A recompensa ou gratificação que um alimento nos dá depende da sua composição e memórias associativas que criámos em experiências passadas. Existem três nutrientes que satisfazem mais essa fome hedónica e promovem maior resposta dos centros de recompensa, o nosso sistema mesolímbico que já apresentarei em maior detalhe. São eles o açúcar, sabor doce, e hidratos de carbono de rápida assimilação, a gordura saturada, e o sal. Individualmente não nos parecem tão interessantes assim, nem dariam uma “boa” cheat-meal. Pouca gente acha graça a comer açúcar à colher, ou banha. Sal muito menos. Mas combinem-nos e temos alimentos altamente palatáveis. Uma pizza, bolos, bolachas, batatas-fritas, e quase tudo do melhor que possam imaginar. Não é de peixe com batatas ou frango com arroz que se fazem cheat-meals. Não só porque encaixam nos tais alimentos “bons”, mas também porque não despertam o mesmo prazer e vontade para a larga maioria das pessoas.


O sistema límbico é central na motivação de comportamentos associados à obtenção de uma recompensa e dimensão do incentivo. Em particular duas estruturas que o integram, a área tegmental ventral (VTA) e o nucleo accumbens (NAc). O que chamamos de sistema mesolímbico. O NAc é importante para comportamentos direccionados a um objectivo, na aprendizagem instrumental, e na flexibilidade comportamental. Portanto, na associação entre uma acção e um reforço. Temos como exemplo a experiência clássica de Pavlov. O cão a salivar quando a campainha toca depois de ter sido condicionado pelo alimento. Tantas vezes recebeu o reforço quando a campainha tocava, o alimento, que passou a bastar ela tocar para antecipar a resposta e salivar. Antes sequer de ver o alimento. O NAc traduz então a motivação numa acção motora através de uma outra estrutura, o pallidum ventral, que enerva o tronco encefálico e medula. As áreas executivas que vão iniciar a resposta, como salivar por exemplo no caso do cão de Pavlov.
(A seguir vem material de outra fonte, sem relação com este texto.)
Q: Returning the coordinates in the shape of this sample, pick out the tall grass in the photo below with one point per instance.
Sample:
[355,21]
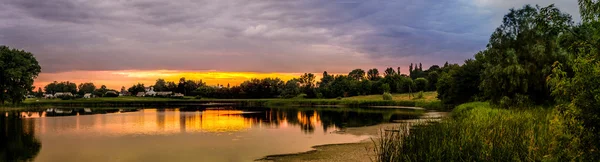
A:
[477,132]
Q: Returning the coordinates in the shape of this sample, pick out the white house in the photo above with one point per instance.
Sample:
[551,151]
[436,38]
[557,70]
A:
[58,94]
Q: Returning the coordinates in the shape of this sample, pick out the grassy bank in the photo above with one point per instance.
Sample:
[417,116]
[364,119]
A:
[478,132]
[428,102]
O neurotransmissor mais importante nos comportamentos de incentivo é a dopamina, que o vai motivar e manter. Neurónios dopaminérgicos enervam o NAc a partir da VTA e determinam o nível de desejo por uma recompensa. Quanto mais dopamina, mais queremos e mais motivados estamos para a obter. Mas o sistema mesolímbico não determina o valor de reforço e prazer associado. Isso depende do estado interno e memórias associativas, “boas” ou “más”. Apenas sinaliza o quanto queremos. Porque “querer” e o “gostar” são componentes distintas da recompensa. Eu posso querer e não gostar ou saber que me faz mal, ou não saber ainda se gosto ou não. Numa experiência clássica, a dopamina não aumenta apenas quando o ratinho come o torrão de açúcar. Aumenta sim ao pressionar a alavanca que o dispensa, na expectativa da recompensa a que ele está condicionado. E esse aumento da dopamina prevê a quantidade ingerida de um alimento com elevado poder de reforço. Quanto maior, mais estamos motivados a ingerir.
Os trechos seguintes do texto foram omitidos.